James harden performs the following workout routine during the season, which features lower-body and core moves. Complete each exercise one-by-one, and rest for 30-60 seconds between sets. Sit-Ups should be performed consecutively with no rest between variations.

1.Resisted Adduction exercise (Sets/Reps: 3×5 each leg)

2.Reverse Lunge exercise (Sets/Reps: 3×5 each leg)

3.Physioball Hamstring Curl exercise (Sets/Reps: 3×10)

4.(a) Sit-Ups – right knee bent (Sets/Reps: 1-2×5)

(b) Sit-Ups – left knee bent (Sets/Reps: 1-2×5)

(c) Sit-Ups – both knees bent (Sets/Reps: 1-2×5)

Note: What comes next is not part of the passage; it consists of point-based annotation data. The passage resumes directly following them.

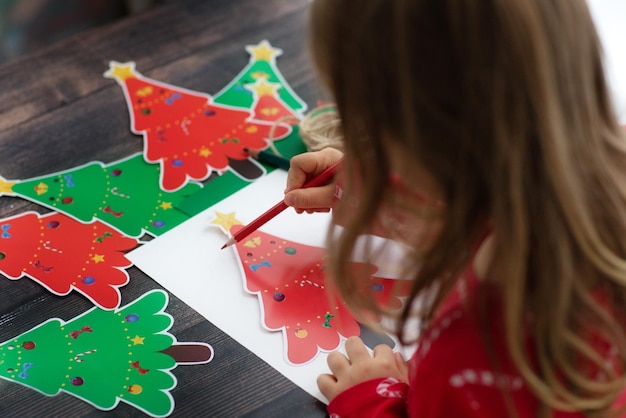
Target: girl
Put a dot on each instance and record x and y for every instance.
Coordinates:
(480, 133)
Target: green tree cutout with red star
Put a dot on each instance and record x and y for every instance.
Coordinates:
(124, 194)
(188, 134)
(288, 279)
(104, 357)
(64, 255)
(261, 66)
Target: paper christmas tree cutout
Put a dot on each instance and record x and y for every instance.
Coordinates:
(64, 255)
(188, 134)
(262, 66)
(267, 104)
(104, 357)
(288, 278)
(124, 194)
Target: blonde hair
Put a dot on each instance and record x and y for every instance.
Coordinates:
(505, 103)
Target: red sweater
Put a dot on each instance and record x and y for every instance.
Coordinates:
(452, 374)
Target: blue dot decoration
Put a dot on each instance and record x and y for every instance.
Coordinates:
(89, 280)
(132, 318)
(377, 287)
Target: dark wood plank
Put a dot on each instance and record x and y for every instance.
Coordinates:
(57, 112)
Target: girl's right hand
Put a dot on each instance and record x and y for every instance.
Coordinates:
(304, 167)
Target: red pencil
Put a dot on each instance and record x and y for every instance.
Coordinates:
(318, 180)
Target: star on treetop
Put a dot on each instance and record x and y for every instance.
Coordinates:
(6, 186)
(225, 220)
(120, 72)
(263, 51)
(262, 88)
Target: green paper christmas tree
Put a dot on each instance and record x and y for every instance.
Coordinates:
(188, 134)
(262, 65)
(124, 194)
(104, 357)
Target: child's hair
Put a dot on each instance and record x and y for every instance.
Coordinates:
(505, 104)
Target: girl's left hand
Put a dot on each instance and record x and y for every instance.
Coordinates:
(359, 366)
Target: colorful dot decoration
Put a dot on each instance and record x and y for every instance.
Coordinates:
(77, 381)
(89, 280)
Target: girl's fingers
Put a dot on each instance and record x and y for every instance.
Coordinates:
(311, 198)
(383, 350)
(403, 367)
(356, 350)
(306, 165)
(326, 384)
(337, 362)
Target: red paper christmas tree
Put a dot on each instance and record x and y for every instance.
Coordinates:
(288, 278)
(64, 255)
(188, 134)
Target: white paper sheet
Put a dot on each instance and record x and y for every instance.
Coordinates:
(189, 263)
(610, 19)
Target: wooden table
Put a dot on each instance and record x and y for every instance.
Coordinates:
(58, 112)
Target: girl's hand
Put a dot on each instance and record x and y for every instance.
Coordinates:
(359, 366)
(303, 167)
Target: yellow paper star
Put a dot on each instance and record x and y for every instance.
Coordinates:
(260, 74)
(41, 188)
(263, 88)
(138, 340)
(225, 220)
(205, 152)
(6, 186)
(121, 72)
(263, 51)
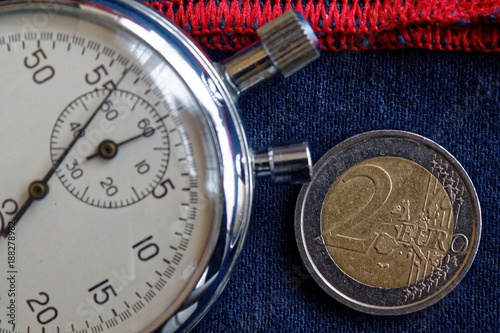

5.Med Ball Rotation Throw (Sets/Reps: 3×10 each side)

6.Med Ball Skater Jumps (Sets/Reps: 3×10 each side)

7.Hurdle Step-Overs (Sets/Reps: 1×20 sec. each leg)

Exercise Plans

Slideboard Adduction

Place your left foot on a towel atop a slideboard or the basketball court. Place your hands on your hips and slowly slide your left foot out to the left, away from your body. Slide it back to the starting position.

Sets/Reps: 3 x 5 each leg

Slideboard Reverse Lunge

With your back at the edge of the slideboard, place your left foot on a towel atop the slideboard. Keeping your hands on your hips, slowly slide your left foot back until your right knee is bent at 90 degrees. Drive up and bring your left foot forward to starting position.

Sets/Reps: 3 x 5 each leg

Slideboard Hamstring Curl

Lie on your back with your butt off the edge of a slideboard. Place both feet on towels atop the slideboard. Keeping your hands at your sides, bend your legs and elevate your hips to slide your feet toward your butt. Slide your feet toward the far end of the board until your legs are almost completely extended, then repeat.

Sets/Reps: 3 x 10

Ab Circuit

Have a partner hold your feet. Keep your abs tight and your arms at your sides. Sit up until your torso is nearly vertical. Don’t touch your shoulders to the ground as you perform the following crunch variations: Left knee bent, right knee bent, both knees bent, and bicycle (alternating legs on each rep).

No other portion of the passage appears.